Schadensersatz bei Verkehrsunfällen

Verkehrsunfälle in der Türkei — was die Versicherung zahlt und was nicht

Das am häufigsten übersehene Detail bei der Verkehrsunfall-Entschädigung ist, dass sich die Klage nicht gegen eine einzige Gegenpartei richtet. Schuldig ist der Fahrer, die rechtliche Haftung entsteht jedoch auch über den Halter. Die Artikel 85 und 86 des Straßenverkehrsgesetzes Nr. 2918 regeln die Gefährdungshaftung des Halters; das heißt, der Halter des Fahrzeugs haftet für Schäden aus dem Betrieb eines Kraftfahrzeugs auch ohne Verschulden. Diese Haftung ist der wichtigste Sicherungsposten für den Geschädigten.

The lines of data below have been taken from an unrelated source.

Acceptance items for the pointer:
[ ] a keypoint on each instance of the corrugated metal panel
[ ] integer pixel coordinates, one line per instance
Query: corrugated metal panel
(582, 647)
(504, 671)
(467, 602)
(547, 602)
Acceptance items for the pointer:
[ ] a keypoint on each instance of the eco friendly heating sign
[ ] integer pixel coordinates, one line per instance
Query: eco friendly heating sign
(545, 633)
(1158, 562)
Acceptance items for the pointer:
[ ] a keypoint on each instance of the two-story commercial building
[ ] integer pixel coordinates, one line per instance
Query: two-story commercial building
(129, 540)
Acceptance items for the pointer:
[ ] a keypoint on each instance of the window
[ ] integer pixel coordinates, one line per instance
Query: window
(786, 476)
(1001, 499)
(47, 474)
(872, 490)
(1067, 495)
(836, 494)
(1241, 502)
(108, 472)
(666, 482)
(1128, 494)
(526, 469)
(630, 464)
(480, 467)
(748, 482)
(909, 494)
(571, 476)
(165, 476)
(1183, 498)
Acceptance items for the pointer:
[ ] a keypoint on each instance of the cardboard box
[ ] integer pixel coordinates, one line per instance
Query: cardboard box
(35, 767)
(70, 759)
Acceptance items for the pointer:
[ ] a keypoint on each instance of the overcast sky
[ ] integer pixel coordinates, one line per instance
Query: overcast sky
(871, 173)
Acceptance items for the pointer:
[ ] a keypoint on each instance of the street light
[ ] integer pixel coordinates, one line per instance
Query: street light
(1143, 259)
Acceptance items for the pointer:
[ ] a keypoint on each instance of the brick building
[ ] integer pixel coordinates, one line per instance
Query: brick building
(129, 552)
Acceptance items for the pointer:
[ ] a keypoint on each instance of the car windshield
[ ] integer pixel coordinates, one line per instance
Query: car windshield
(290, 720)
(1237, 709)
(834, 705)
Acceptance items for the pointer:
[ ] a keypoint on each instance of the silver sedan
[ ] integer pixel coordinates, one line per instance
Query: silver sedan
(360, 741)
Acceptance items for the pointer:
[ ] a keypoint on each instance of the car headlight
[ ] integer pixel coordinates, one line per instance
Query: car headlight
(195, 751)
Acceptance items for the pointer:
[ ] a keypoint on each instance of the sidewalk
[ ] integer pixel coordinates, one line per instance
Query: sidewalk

Die zweite Gegenpartei ist der obligatorische Kfz-Haftpflichtversicherer (Verkehrsversicherung). Die Verkehrsversicherung deckt Personen- und Sachschäden Dritter bis zur Deckungssumme der Police; der Geschädigte kann sich direkt an den Versicherer wenden. Die dritte Gegenpartei ist die freiwillige Kfz-Haftpflichtversicherung (Kasko und erweiterte Haftpflicht); hier deckt die Police den Eigenschaden des Halters und zusätzliche Deckung gegenüber Dritten. Innerhalb des Sachschadens gibt es einen Posten, den die meisten Mandanten nicht kennen: den merkantilen Minderwert des Fahrzeugs. Auch wenn Ihr Fahrzeug kein Totalschaden ist, senkt der Unfalleintrag seinen Wert, und dieser Wertverlust kann vom Versicherer oder vom Schädiger verlangt werden.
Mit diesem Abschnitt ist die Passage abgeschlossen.